According to al-Qushayrī and Ibn ʿArabī, dhawq is closely linked to tajallī, or divine self-disclosure. It is considered the “fruit” of moments of revelation and spiritual inspiration (wāridāt), and as such, represents a form of immersive knowledge that arises from a direct relationship with the divine. In this context, taste is not only emotional but also cognitive, serving as a way to receive divine knowledge beyond conventional forms of learning.

Sufi thinkers such as Najm al-Dīn Kubrā and ʿAbd al-Razzāq al-Qāshānī emphasized that dhawq provides a form of insight that cannot be attained through intellect alone. Rather than acquiring knowledge through books or rational thought, the mystic “tastes” it directly through spiritual experience. This mode of knowing is especially significant in the context of the “science of spiritual states”, which involves levels of understanding that surpass the capacity of reason.

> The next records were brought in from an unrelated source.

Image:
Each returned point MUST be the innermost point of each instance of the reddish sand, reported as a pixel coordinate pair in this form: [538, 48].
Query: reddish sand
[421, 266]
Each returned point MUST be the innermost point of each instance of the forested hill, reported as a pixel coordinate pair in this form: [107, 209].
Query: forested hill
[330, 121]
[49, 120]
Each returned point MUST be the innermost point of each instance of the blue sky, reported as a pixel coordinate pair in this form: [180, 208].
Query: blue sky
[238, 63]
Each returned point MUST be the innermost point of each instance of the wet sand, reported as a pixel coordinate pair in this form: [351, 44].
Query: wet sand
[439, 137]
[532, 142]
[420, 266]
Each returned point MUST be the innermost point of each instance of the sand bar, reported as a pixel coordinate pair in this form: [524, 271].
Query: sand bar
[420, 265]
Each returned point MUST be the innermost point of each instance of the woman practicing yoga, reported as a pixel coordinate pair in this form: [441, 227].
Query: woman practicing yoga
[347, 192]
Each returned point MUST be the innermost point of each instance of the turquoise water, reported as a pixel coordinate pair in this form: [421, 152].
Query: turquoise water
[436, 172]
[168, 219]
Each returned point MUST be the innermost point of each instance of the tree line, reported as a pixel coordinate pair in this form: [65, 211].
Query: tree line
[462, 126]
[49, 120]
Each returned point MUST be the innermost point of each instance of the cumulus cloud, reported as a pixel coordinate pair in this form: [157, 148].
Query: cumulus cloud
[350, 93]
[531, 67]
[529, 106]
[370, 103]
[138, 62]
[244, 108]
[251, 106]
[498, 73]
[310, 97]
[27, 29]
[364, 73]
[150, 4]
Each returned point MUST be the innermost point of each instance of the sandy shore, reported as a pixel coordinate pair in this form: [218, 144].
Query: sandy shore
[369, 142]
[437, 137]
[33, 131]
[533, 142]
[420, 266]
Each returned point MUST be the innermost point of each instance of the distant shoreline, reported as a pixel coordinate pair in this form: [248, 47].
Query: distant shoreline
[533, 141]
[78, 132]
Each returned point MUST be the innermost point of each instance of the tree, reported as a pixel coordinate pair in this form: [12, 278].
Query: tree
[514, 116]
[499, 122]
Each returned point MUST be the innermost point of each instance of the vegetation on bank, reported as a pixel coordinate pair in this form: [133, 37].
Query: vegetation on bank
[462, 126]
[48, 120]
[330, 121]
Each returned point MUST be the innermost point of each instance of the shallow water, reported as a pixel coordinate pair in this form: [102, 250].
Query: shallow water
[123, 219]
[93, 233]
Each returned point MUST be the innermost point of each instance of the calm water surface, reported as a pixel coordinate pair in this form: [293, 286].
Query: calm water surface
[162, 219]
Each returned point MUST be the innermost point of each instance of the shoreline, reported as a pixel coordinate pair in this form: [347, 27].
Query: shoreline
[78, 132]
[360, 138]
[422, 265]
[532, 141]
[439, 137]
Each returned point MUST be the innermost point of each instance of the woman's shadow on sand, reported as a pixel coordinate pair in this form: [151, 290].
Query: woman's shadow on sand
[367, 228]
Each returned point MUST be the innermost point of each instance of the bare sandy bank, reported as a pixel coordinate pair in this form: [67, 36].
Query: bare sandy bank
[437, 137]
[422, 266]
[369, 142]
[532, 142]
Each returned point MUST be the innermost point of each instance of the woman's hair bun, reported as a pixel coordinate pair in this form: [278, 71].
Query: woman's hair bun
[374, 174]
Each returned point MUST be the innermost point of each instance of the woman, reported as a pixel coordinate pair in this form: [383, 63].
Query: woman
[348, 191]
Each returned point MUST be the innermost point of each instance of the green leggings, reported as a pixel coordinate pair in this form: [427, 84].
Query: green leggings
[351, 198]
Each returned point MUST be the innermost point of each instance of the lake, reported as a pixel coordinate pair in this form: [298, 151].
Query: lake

== Dhawq and emotional states ==
Within Sufism, dhawq can also refer to a range of emotional states, including joy, longing, and affliction. Al-Hujwīrī distinguishes between dhawq and shurb, noting that while shurb offers spiritual contentment, dhawq may involve both bliss and pain.

Scholars such as Aḥmad Zarrūq and al-Jāmī acknowledged that while dhawq can affirm spiritual truth, it may also be influenced by factors such as passion or self-deception. As a result, they emphasized the importance of distinguishing authentic taste from fleeting or misleading emotional states. For dhawq to be considered valid, it must be grounded in spiritual integrity and verified through the stability of one’s inner condition.

== In Sufi poetry ==
In Sufi poetry, dhawq often serves as a metaphor for divine love. Prominent figures such as al-Muhājī and al-Ḥallāj describe it as a deeply personal experience in which the lover is united with the Beloved. The “taste” of love is portrayed as a powerful force that transcends reason, drawing the seeker into an intimate relationship with God.

== Definitions in Sufi literature ==
Sufi encyclopedias and Islamic dictionaries define dhawq in both spiritual and philosophical terms. Al-Jurjānī described it as a divine light projected into the hearts of the saints, enabling them to recognize truth without the need for intermediaries. Al-Tahānawī interpreted dhawq as a spiritual drink offered to those who love God, echoing earlier definitions provided by al-Qāshānī.